MEDICARE+CHOICE: Clinton Decries HMO ‘Hostage’-Taking
President Clinton yesterday came out strongly against those HMOs that have fled the Medicare program after the Health Care Financing Administration refused to allow benefit and rate structures to be adjusted. At a White House press conference yesterday, Clinton said: "As we all know, in recent weeks the HMO industry announced that unless all Medicare HMOs could raise premiums and reduce benefits -- all -- some health plans would drop their Medicare patients by the end of the year. We told them, no deal. That's what we should have done. We were not going to allow Medicare to be held hostage to unreasonable demands." The president presented three steps to "protect Americans who have been dropped by their HMOs and to protect the health care options of all seniors in the future": HCFA will expedite approval for HMOs that have applied "to serve seniors in deserted areas"; Health and Human Services Secretary Donna Shalala will develop new strategies to "prevent another disruption in coverage like the one we are seeing now"; and the Clinton Administration will implement "a comprehensive, public information campaign to make sure all affected seniors understand the health coverage plans that are already available to them" (White House release, 10/8). Click here to read a transcript of Clinton's statement. NPR's Mara Liasson reported that yesterday's "announcement was damage control -- last year the White House and Congress tried to encourage Medicare patients to sign with HMOs to save money for the Medicare program" ("All Things Considered", 10/8).
Chip Kahn, president-designate of the Health Insurance Association of America, said, "Sadly, President Clinton's latest attack against the private health insurance industry is yet another politically motivated smokescreen, intended to cover up the administration's complicity in driving up costs to private health plans in the Medicare+Choice program." Kahn charged that Clinton signed a law last year "that cut funds for private health plans ... so they can't keep up with the rate of medical inflation" (HIAA release, 10/8).

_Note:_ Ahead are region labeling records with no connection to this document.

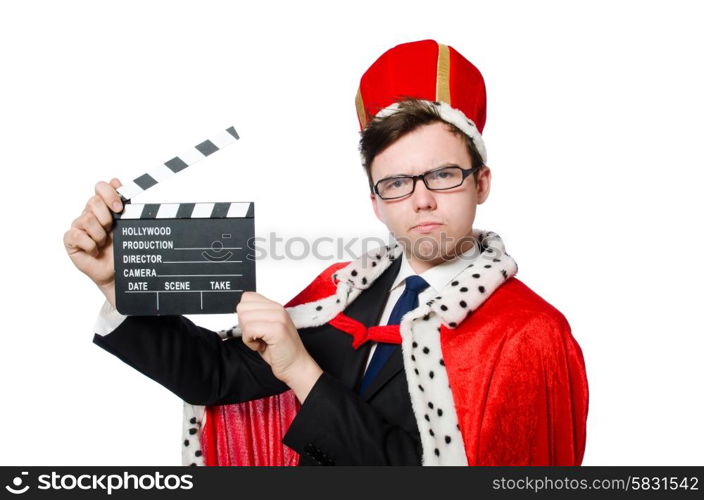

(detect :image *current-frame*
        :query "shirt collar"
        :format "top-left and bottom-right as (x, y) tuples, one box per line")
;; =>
(391, 246), (479, 292)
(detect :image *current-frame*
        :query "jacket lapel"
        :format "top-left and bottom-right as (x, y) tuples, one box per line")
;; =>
(342, 259), (403, 394)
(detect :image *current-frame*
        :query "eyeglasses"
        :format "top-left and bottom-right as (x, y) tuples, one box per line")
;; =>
(373, 165), (480, 200)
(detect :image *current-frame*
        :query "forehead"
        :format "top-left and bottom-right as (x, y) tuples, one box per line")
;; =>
(371, 122), (471, 179)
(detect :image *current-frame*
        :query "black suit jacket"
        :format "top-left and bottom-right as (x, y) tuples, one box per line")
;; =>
(93, 259), (421, 465)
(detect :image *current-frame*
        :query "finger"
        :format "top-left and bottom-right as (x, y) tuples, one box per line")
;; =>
(86, 194), (113, 231)
(235, 300), (283, 314)
(242, 321), (278, 350)
(238, 292), (283, 310)
(75, 212), (108, 247)
(238, 309), (290, 328)
(95, 181), (122, 212)
(64, 227), (99, 257)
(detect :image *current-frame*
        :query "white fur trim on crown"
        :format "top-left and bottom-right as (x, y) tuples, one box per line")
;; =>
(374, 99), (487, 164)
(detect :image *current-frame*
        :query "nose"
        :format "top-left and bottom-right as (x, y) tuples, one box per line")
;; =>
(411, 179), (437, 212)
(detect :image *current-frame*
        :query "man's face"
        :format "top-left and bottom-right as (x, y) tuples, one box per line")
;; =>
(371, 122), (491, 272)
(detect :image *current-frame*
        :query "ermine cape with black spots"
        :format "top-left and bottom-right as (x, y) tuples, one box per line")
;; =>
(182, 230), (588, 465)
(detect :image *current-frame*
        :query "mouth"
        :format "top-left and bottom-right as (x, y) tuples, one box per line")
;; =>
(409, 222), (442, 233)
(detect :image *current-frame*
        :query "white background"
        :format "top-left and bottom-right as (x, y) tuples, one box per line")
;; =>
(0, 0), (704, 465)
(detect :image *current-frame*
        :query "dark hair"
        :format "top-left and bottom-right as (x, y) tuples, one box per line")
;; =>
(359, 98), (484, 192)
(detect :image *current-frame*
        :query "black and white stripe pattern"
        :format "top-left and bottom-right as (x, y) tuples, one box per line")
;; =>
(117, 127), (240, 201)
(115, 202), (254, 219)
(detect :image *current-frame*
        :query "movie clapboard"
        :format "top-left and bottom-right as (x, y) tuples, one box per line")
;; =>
(108, 127), (256, 316)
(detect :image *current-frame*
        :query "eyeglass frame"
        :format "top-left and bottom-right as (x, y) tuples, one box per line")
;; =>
(372, 165), (482, 201)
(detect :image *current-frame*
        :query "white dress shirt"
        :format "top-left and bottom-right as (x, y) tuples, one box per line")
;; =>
(364, 247), (476, 372)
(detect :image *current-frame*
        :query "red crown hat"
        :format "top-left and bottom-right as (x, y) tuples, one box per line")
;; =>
(356, 40), (486, 162)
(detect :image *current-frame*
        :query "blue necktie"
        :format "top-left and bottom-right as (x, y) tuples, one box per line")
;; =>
(359, 276), (428, 394)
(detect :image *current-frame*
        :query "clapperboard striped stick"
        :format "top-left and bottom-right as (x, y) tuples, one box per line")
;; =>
(113, 123), (256, 315)
(117, 127), (240, 202)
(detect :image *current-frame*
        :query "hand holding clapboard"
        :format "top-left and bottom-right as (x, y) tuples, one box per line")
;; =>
(64, 127), (255, 315)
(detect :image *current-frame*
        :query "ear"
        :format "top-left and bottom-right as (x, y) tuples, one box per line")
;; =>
(369, 193), (386, 225)
(476, 165), (491, 205)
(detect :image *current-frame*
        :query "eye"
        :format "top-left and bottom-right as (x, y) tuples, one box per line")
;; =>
(382, 177), (407, 190)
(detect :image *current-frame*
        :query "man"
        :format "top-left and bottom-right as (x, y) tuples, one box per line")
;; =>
(65, 40), (588, 465)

House Ways and Means Chair Bill Archer (R-TX) said he is "hopeful the president's actions will correct HCFA's earlier missteps" (Archer release, 10/8).
The National Journal reports that "even [HCFA] administrators agree that the decision" not to allow renegotiated benefit structures "had its downside, a point of view emphatically seconded by the health care industry." The agency said it was faced with a choice of having some beneficiaries lose their plans or having nearly all Medicare recipients see higher premiums and reduced benefits. Families USA President Ronald Pollack "predicted that if HMOs can't raise prices or cut benefits outright, they'll try to save money in 'hidden' ways -- by decreasing or quietly limiting services." Pollack added, "I have no doubt that for an HMO that wished to save greater amounts of money, it can tighten the screws even tighter." He defended HCFA's decision not to allow health plans to resubmit their rates, saying the government "has to be a prudent purchaser." And former HCFA head Gail Wilensky "concedes that HCFA has a right to feel frustrated," noting that health plans "had until this past May 1 to notify HCFA of any changes they wanted in participants' benefits or sharing of costs. Few did."
The latest health plan defections from the Medicare market are leading to a change of heart among members of Congress about managed care. Karen Ignagni, president of the American Association of Health Plans, said, "The irony is that, when you had such an anti-managed-care debate, what is actually encouraging to me is that members (of Congress) are calling us, wanting to work with us, and they're putting political issues aside" (Werber Serafini, 10/10 issue). Ignagni sent a letter to Shalala Wednesday emphasizing that the AAHP "stands ready to continue discussions immediately" on how to "fulfill the promises made to Medicare beneficiaries about access to expanded choices." She added, "While we were disappointed that HCFA rejected our proposal ... we continue to be prepared to work with you on any counter proposals that you might develop" (AAHP release, 10/8).
Bad News, Good News
AvMed Medicare HMO announced Wednesday that it is withdrawing from seven Florida counties, a change that will affect 6,400 seniors. The company "emphasize[d] that AvMed members who take no action automatically will be re-enrolled in standard Medicare effective Jan. 1." The St. Petersburg Times reports that 1,600 residents of Citrus county will have no Medicare HMO option with the departure of AvMed. Also affected were Marion, Baker, Clay, Gilchrist, Nassau and St. Johns counties. AvMed is Florida's "oldest and largest not-for-profit health plan" (Ross, 10/9).
The Houston Chronicle reports that Houston's Medicare HMOs are bucking the national trend, saying "they are committed to the city and have no intention of pulling out." The answer lies partly in the city's long history of managed care, and in Houston's above-average reimbursement rates -- the city's Medicare reimbursement "is 15% higher than in Dallas" (Sit-DuVall, 10/9).